Life as the textile expert at a regional history museum

Sunday, September 7, 2014

Music for Work: Brahms and Beyoncé

When I'm away from my desk, working on some organizational task in the textile room or the conservation lab, I like to listen to music. If I'm in earlier than anyone else, or back in a corner by myself, sometimes I lip-sync along or even dance around if I feel inspired.

But I always listen with headphones or turn it down when someone comes into the room.  My taste is eclectic and wouldn't pass most tests of coolness. Basically, at work I am usually either listening to classical music (mostly choral pieces that I have sung or am about to sing), or dance-y pop music. It's Lady Gaga and Martin Lauridsen, 'Nsync and Nunc Dimittis .


Lately, my faves have been Johannes Brahms and Beyoncé.

I've been listening to a lot of Brahms because last weekend my parents had a big Brahms Requiem "sing along" party. (You know, typical American Labor day fun.) They had a conductor, two soloists,  the orchestration played by a duo on the piano, and about 30 singers at their house. We rehearsed in the afternoon, took a break for dinner, and then ran the whole thing in the evening.  I had never sung the Brahms Requiem before and when I wasn't completely botching the notes, I was finding myself deeply moved by many of the passages.

Then, on Sunday, I picked up some items waiting for me at the library, including Beyoncé's latest album which comes with a DVD of music videos for every song on the album. Olivia and I put it on, thinking that we could talk and get other stuff done while watching, but instead sat totally transfixed and silent for almost the entire seventy minutes.

If you know me, you know I talk A LOT. Olivia also likes to talk. One reason we like watching trashy reality TV shows is that we can talk over them and never really miss anything important (because, let's be honest, nothing legitimately important is ever happening, ever). When we watch something like Sherlock it takes focus and a lot more silence, so we just have to make sure we are both in the mental space to do that. So it is a big deal for us to plan to talk over something and be rendered totally speechless.

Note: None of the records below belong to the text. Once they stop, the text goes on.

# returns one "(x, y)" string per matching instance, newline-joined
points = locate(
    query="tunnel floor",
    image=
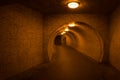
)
(70, 64)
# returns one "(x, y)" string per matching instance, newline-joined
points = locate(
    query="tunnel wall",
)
(20, 40)
(115, 39)
(53, 22)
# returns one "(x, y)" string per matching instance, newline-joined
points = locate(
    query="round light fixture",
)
(73, 5)
(66, 29)
(63, 33)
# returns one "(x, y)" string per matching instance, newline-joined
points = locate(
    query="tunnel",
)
(59, 40)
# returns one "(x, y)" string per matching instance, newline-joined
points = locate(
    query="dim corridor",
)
(70, 64)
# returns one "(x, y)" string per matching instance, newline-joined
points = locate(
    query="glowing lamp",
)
(73, 5)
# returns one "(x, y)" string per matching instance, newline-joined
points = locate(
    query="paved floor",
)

Even when it wasn't a song I loved, the visuals and the performances were POWERFUL. And in "Flawless" when she samples Chimamanda Ngozi Adichie's Ted Talk about feminism...


(You might be surprised to know that there are more Beyoncé gifs than Brahms ones on the internet)

Wait…I found one...


ANYWAY, two weeks ago it was all Brahms all the time and this last week I was listening almost exclusively to Beyoncé as I put away dresses. 

Knowing that I am in a choir, one of my coworkers once asked why I don't sing more at work. I hope the above information clarifies why. If I did sing it would either be an out-of-context vocal part from a choral arrangement or a rendition of "Partition" so cringe-worthy that people in nearby buildings would feel the shame. 

In conclusion:

This week I'm thinking John Rutter and Robyn.